The surviving person becomes the owner as if the survivor had been the only owner from the date we issued the bond.

Do I list a beneficiary on I bonds? ›

First, you can name a person as either a co-owner or beneficiary. You likely want to name a beneficiary. Either way, at your death that person gets the bond. The survivor then owns the bond as if he or she had owned it from the beginning.

How much tax will I pay on bonds? ›

The tax rate charged will depend on how long you held the bond. If you've held it for less than a year, you'll be charged at your regular income tax rate. Bonds held for more than a year will be subject to potentially lower long-term capital gains rates.

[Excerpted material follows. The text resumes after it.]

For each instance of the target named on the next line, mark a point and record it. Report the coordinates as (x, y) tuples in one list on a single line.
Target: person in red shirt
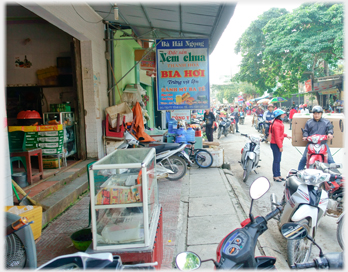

How much is a $1000 savings bond worth after 30 years? ›

How to get the most value from your savings bonds
Face ValuePurchase Amount30-Year Value (Purchased May 1990)
$50 Bond$100$207.36
$100 Bond$200$414.72
$500 Bond$400$1,036.80
$1,000 Bond$800$2,073.60
May 7, 2024

Do you pay taxes on bonds when they mature? ›

Owners can wait to pay the taxes when they cash in the bond, when the bond matures, or when they relinquish the bond to another owner. Alternatively, they may pay the taxes yearly as interest accrues. 1 Most owners choose to defer the taxes until they redeem the bond.

How to avoid paying taxes on interest income? ›

You can make a number of moves to ease the tax burden from savings account interest, which include:
  1. Investing in a tax-deferred account such as a traditional individual retirement account or a 401(k).
  2. Stashing money in a tax-exempt account such as a Roth 401(k) or a Roth IRA.